Look out when people won’t say “I”: It often means they are lying or deflecting. You want to be negotiating with someone who is taking ownership. 

Say “no” indirectly: No is a strong word that you want to use sparingly. It can kill momentum and stop a conversation At the same time you might need to deflect or gather more information in a place where it might feel natural to say “no.” Here are a few alternative ways to say “no”:

  • “How am I supposed to do that?” 
  • Your offer is generous. I’m sorry it doesn’t work for me
  • I”m sorry, I just can’t do that. 

Identifying Styles: Voss lists three styles of negotiators.  


  • Time is money
  • Direct and candid
  • “That’s right” is key to get from them


  • Want to build rapport
  • OPtimistic and peacekeeping
  • Silent means anger
  • Can often offer something they can’t deliver 


  • Analytical
  • Minimizing mistakes 
  • Avoid answering questions directly
  • Avoid immediate counters
  • Warn them of issues early 

Become an aggressor if getting nowhere: In some ways this goes back to getting a fast “no.” You can use “why” questions like “why would change from your existing supplier?” to force a hard conversation. “I’s” can also help here, particularly if you’ve built a relationship of trust and empathy. “I feel” can push a conversation beyond its blockage.

Price Targeting: In general, do your best to not offer a price, ask them first to give you a price. Anchoring your price at to high of a level will cause the other side to walk away without the chance to negotiate. If asked you can try to avoid answering with “how” and “what” questions like “Let’s put price aside and talk about what would make this a good deal?”

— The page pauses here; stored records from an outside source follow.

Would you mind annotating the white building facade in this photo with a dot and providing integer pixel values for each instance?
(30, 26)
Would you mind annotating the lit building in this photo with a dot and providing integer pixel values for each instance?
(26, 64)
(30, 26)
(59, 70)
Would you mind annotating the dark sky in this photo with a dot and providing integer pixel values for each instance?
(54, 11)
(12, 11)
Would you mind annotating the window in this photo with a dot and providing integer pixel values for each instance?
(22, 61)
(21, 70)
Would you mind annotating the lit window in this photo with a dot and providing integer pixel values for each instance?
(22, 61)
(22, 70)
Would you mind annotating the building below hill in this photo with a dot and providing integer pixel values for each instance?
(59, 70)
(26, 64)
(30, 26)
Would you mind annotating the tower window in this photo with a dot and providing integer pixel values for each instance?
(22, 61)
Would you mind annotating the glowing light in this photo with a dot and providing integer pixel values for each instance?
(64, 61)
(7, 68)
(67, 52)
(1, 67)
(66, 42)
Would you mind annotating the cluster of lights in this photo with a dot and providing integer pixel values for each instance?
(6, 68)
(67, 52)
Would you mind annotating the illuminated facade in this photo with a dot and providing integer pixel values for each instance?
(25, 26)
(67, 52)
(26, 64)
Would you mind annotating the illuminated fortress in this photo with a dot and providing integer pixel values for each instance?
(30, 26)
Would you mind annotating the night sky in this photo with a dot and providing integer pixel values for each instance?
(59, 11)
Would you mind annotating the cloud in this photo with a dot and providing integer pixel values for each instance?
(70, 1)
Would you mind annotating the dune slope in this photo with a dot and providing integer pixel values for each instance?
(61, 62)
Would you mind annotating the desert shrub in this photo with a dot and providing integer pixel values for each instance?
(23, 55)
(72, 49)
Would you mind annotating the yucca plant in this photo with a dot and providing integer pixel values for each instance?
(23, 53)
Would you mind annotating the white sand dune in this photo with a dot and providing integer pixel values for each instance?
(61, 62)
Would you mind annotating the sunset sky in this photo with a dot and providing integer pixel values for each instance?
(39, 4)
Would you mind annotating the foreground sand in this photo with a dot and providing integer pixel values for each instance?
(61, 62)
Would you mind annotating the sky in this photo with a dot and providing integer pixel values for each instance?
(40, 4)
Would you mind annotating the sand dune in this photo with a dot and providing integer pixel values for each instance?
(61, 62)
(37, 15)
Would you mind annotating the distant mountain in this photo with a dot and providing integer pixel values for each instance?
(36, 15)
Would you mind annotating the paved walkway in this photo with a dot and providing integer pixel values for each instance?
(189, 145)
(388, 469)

If you must set the anchor price, set a price target by starting at +/- 35% of your target (if you’re buying this is 65% of your target price and will increase and if you’re selling it’s 135% of your target pricing and will decrease). From there, have three increments of +/- 15%, +/- 5%, and, finally, your target. This helps them think you are going to break. Try to use precise numbers like $4,975 v. $5,000. In a final offer, you can also throw a non-monetary item in to show you are out of ideas/areas you can bend. 

Negotiation Preparation: “When the pressure is on, you don’t rise to the occasion, you fall to your highest level of preparation.” It’s important to always have scenarios in mind:

  • Summarize and write out known facts that have led to the negotiation
  • Identify 3-5 labels in their negotiation (“It seems like X is valuable to you” and “It seems you don’t like Y”
  • Prepare 3-5 questions: Effective negotiations are about moving past stated wants and identifying underlying motives 
  • When there are deal killing issues consider asking “What are we up against here?” or “What happens if you do nothing?” or “What is the biggest challenge you face?” 
  • Prepare a list of non-monetary things to give away when nearing the end to showcase you are out of price options.

Obviously, the ideas and techniques here range from highly strategic to highly tactical. But the biggest thing to remember in any negotiation is that you’re working with another human just like you. We should always assume people by their nature are NOT difficult and that it’s most likely you are the one missing something about them. “Seek first to understand, then to be understood,” will never steer you wrong.